Hamidou, la bouille ronde comme le visage de sa mère, trempe discrètement le doigt dans la confiture de fraises traînant sur la table basse. "Flavia, ton amie ne va pas tarder, prends ton sac !", somme Halizeta d'une voix aiguë, tout en surveillant d'un œil la gourmandise de son dernier. La petite, élève de CE1, s'exécute. Elle retrouve son amie Grace, une voisine du huitième étage, devant l'ascenseur. "Si quelqu'un vous appelle dans la rue, vous ne répondez pas !", rappelle la maman, dans un réflexe protecteur. 8h30. Après quelques chatouilles, il est temps de préparer Hamidou. Halizeta lui met ses baskets blanches, son bonnet et sa doudoune bleu ciel. Pas question qu'il prenne froid. Elle, vêtue d'une simple chemise bleu foncé et d'un jean, passe rapidement un fin blouson gris. Départ pour la halte jeux du quartier.
Hamidou restera avec Dominique, auxiliaire de puériculture aux fines lunettes et cheveux grisonnants, jusqu'à 11 heures. Sa mère quitte la halte rapidement, sans avoir le temps de discuter. Elle a deux heures, montre en main, pour faire des courses et effectuer des démarches administratives. Il faut acheter des saucisses à la boucherie "Aux saveurs de l'Orient" pour le repas du lendemain, puis envoyer des documents pour trouver un nouveau logement. "Ça n'arrête pas !", sourit-elle en marchant dans les rues de Grigny.
Vers 9h30, Halizeta est de retour dans les 60m2 qu'elle partage, elle et ses enfants, avec une connaissance du propriétaire. Elle va devoir quitter les lieux. Mais avec un salaire de 900 euros, les recherches s'avèrent difficiles, si ce n'est impossibles.

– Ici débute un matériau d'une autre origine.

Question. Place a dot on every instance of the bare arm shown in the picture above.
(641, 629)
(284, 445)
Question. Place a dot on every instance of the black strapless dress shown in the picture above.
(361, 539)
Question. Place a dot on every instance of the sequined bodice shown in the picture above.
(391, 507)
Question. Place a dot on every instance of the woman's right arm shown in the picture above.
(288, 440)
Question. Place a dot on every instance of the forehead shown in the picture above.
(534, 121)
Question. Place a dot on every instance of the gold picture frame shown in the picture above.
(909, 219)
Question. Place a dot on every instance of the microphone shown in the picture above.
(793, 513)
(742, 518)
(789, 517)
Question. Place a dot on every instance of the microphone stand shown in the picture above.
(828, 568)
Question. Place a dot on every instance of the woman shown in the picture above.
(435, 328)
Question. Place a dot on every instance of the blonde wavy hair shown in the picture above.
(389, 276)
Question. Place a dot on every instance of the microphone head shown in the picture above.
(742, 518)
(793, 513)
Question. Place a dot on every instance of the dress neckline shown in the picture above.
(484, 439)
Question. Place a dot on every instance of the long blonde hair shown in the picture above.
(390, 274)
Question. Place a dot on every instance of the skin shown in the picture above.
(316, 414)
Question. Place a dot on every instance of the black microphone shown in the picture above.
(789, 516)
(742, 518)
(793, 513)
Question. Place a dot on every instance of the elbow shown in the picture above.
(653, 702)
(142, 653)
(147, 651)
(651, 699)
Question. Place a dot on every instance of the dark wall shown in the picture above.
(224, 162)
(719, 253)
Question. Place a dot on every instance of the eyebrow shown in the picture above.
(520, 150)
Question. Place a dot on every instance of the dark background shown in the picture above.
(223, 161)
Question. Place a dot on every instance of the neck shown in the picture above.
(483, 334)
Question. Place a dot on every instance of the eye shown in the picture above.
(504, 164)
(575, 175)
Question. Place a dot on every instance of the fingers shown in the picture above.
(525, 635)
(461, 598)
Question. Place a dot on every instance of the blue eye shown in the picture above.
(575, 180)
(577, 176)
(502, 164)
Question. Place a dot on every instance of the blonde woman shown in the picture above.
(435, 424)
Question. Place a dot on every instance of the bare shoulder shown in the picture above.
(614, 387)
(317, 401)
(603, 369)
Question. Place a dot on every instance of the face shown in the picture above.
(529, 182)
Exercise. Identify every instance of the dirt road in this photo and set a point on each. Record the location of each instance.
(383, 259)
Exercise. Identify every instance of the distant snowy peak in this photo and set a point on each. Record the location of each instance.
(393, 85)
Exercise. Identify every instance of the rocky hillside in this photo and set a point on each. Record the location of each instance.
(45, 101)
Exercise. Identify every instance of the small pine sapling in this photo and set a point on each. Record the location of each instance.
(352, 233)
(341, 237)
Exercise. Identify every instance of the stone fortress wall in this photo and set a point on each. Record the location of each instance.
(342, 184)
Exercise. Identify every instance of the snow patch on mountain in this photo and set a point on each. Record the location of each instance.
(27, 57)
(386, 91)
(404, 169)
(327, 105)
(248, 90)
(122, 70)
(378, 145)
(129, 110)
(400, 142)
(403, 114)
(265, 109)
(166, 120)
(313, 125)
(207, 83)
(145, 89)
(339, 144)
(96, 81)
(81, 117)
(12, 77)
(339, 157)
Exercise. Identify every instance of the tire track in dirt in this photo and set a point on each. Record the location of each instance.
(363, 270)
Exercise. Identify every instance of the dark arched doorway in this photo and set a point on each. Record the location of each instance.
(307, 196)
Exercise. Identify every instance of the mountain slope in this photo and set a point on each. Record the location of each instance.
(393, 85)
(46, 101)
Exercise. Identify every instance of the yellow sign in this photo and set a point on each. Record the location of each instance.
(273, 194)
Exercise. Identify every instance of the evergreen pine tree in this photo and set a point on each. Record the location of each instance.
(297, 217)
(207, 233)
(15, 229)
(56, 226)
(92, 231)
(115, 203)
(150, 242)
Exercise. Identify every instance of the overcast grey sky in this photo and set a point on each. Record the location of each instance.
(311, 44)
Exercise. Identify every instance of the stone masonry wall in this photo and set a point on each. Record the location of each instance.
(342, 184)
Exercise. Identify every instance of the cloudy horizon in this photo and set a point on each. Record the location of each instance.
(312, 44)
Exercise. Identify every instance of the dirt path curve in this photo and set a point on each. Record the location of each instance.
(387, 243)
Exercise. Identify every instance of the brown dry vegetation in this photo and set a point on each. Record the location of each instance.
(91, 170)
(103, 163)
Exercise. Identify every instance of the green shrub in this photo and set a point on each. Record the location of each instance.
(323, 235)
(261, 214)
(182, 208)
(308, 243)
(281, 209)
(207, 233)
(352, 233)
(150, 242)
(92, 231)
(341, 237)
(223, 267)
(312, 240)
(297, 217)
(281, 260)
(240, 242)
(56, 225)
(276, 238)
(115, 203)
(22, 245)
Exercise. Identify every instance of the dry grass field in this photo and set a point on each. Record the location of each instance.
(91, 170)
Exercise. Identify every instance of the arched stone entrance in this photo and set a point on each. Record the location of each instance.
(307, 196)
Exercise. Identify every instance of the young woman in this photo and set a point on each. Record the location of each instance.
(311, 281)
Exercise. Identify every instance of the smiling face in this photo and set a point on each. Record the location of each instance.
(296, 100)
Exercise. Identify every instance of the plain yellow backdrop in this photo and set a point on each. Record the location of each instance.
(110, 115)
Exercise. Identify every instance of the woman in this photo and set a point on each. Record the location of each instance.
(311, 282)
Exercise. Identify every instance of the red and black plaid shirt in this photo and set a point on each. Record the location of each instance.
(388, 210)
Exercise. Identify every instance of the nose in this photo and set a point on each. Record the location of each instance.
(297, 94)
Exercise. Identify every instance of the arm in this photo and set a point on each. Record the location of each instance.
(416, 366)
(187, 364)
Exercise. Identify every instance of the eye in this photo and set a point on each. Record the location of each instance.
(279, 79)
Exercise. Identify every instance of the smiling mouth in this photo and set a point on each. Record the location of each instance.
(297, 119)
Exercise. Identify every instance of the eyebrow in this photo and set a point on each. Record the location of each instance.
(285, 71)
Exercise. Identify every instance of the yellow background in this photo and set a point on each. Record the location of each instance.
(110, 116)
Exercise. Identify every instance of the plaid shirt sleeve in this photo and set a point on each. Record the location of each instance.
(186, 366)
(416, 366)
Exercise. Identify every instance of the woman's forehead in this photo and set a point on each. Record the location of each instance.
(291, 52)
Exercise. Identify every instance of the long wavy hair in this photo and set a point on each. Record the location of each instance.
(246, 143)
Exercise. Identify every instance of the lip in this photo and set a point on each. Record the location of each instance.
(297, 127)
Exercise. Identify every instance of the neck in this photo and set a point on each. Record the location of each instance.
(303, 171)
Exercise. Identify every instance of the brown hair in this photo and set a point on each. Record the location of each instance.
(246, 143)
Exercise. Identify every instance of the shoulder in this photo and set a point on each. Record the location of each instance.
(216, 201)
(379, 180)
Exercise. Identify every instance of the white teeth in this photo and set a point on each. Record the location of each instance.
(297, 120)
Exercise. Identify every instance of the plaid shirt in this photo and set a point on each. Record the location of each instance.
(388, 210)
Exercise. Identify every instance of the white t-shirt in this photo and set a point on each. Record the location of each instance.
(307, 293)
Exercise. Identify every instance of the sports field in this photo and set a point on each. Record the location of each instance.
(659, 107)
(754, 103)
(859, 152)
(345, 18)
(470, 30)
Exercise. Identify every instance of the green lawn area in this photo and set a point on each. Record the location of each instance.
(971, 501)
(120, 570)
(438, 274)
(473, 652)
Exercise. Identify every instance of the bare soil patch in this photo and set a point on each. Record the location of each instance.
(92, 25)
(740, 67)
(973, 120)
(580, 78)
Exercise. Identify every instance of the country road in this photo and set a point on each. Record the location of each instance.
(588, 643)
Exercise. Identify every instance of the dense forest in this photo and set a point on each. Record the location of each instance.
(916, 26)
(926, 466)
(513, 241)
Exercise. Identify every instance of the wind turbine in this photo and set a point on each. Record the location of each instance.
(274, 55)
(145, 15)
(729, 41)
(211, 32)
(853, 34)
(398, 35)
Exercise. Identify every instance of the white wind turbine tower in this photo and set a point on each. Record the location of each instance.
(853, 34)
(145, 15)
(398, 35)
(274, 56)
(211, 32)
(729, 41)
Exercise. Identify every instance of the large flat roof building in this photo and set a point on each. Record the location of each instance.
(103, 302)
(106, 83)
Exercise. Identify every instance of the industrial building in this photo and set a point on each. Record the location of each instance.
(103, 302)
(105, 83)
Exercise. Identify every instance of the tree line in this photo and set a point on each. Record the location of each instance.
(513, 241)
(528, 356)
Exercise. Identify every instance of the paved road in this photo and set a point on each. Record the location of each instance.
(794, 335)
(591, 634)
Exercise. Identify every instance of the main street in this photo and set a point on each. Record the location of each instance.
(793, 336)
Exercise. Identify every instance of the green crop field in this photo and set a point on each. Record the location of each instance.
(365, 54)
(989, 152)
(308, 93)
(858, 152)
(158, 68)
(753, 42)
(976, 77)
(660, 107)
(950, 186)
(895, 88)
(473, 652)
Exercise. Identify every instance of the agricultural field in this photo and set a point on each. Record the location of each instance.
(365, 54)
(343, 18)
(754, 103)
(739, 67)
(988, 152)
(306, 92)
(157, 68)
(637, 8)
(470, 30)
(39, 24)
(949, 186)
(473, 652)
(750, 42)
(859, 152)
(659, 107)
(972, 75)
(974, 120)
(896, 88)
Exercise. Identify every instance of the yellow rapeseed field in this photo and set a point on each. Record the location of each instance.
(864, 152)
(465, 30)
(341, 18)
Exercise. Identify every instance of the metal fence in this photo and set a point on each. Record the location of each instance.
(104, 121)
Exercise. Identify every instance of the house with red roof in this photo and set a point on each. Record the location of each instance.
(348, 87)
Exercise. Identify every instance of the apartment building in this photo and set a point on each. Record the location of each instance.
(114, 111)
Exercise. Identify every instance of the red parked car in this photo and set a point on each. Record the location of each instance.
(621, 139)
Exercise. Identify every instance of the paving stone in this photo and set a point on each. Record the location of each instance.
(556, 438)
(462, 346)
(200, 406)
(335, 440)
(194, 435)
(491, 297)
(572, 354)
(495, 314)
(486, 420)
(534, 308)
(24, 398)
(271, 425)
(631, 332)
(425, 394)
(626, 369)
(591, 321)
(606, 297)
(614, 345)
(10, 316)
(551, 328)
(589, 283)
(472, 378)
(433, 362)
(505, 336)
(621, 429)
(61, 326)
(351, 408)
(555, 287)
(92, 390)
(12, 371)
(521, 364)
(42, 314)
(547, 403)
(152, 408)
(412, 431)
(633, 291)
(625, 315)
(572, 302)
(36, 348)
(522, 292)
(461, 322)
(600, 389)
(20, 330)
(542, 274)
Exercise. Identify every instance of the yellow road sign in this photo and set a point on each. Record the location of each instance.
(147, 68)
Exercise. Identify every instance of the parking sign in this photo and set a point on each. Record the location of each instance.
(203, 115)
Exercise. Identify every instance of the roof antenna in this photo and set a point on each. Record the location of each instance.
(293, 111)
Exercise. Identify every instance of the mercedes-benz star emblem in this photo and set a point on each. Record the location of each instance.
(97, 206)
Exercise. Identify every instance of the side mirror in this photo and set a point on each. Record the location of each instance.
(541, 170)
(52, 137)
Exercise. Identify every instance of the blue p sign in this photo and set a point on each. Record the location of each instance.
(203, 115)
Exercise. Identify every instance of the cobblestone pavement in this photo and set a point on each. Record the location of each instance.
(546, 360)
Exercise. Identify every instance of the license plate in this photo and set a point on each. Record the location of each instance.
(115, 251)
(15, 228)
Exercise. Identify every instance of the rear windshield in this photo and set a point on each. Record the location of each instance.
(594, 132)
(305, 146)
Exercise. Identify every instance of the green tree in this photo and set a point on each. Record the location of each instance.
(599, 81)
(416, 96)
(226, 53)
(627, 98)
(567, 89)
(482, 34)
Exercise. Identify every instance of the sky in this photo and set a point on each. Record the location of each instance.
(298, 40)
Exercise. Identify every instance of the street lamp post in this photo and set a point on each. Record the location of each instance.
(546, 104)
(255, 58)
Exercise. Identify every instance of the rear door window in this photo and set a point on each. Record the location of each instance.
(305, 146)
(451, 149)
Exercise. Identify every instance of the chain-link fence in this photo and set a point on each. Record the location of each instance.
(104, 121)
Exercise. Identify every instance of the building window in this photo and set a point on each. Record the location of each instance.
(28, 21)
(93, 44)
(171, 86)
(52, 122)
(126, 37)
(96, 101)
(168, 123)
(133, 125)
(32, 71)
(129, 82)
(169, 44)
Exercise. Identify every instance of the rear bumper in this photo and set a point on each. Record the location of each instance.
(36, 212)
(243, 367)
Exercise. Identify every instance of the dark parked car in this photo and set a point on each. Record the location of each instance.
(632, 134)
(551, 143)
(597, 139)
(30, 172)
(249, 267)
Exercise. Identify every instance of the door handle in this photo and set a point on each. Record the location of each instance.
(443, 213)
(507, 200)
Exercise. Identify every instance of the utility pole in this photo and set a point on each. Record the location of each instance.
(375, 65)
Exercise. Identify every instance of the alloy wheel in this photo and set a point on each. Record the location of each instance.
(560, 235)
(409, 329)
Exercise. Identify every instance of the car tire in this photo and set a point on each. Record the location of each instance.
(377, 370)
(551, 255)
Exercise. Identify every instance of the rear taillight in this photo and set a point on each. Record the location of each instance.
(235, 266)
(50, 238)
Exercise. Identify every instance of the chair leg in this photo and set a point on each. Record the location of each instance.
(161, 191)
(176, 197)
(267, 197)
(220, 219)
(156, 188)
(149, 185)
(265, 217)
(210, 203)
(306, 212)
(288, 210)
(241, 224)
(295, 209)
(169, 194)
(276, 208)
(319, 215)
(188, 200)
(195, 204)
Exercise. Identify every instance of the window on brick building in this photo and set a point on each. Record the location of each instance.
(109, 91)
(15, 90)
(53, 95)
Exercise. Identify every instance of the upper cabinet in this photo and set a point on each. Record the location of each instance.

Il y a quelque temps, après six mois de refus de dossiers, Halizeta a pu visiter un appartement dans les environs, à deux minutes montre en main de l'école de Flavia. Lumineux, refait à neuf et repeint en blanc. Avec une vue sur du vert, loin du gris des immeubles de sa rue. Mais le loyer atteint presque l'intégralité de son salaire. Des proches lui ont conseillé de tricher, pour éviter un nouveau refus. Dans son salon, Halizeta prépare hâtivement son dossier. L'urgence de trouver un toit est là : sans nouveau logement d'ici fin mars, la jeune femme et ses deux enfants sont menacés d'être à la rue.
Il y a trois ans, la situation était bien différente. La trentenaire, française d'origine burkinabé, emménageait dans cet appartement avec son compagnon de l'époque, devenu en 2017 père de son fils Hamidou. Trois mois après cette naissance, le jeune homme "est parti", relate Halizeta, émue. Il a depuis rencontré une autre femme, eu un autre enfant et ne voit son fils que lors de visites le week-end. Elle est restée seule, avec deux petits à sa charge. Car le père de son aînée Flavia, un Franco-Italien avec qui elle a vécu plusieurs années à Ouagadougou (Burkina Faso), est mort dans son sommeil, un après-midi de 2013. "Je me souviens qu'il nous regardait jouer avec Flavia. Puis il est parti faire une sieste", se remémore-t-elle, en se frottant les yeux. Halizeta marque une pause. "Quand je suis rentrée dans sa chambre après une heure, 1h30, il était froid." La trentenaire évoque un état de "choc total", le refus d'"admettre qu'il était parti". La jeune mère a quitté son pays en 2015, dans l'espoir d'une vie meilleure, sa fille alors âgée d'à peine 4 ans dans les bras. Direction la France, pays qu'elle avait connu adolescente.
J'avais peur de ne pas réussir seule. Et puis je me suis dit : <em>'Je vais faire de mon mieux, le ciel fera le reste</em>.' Ces enfants, je les ai voulus, maintenant, j'assume.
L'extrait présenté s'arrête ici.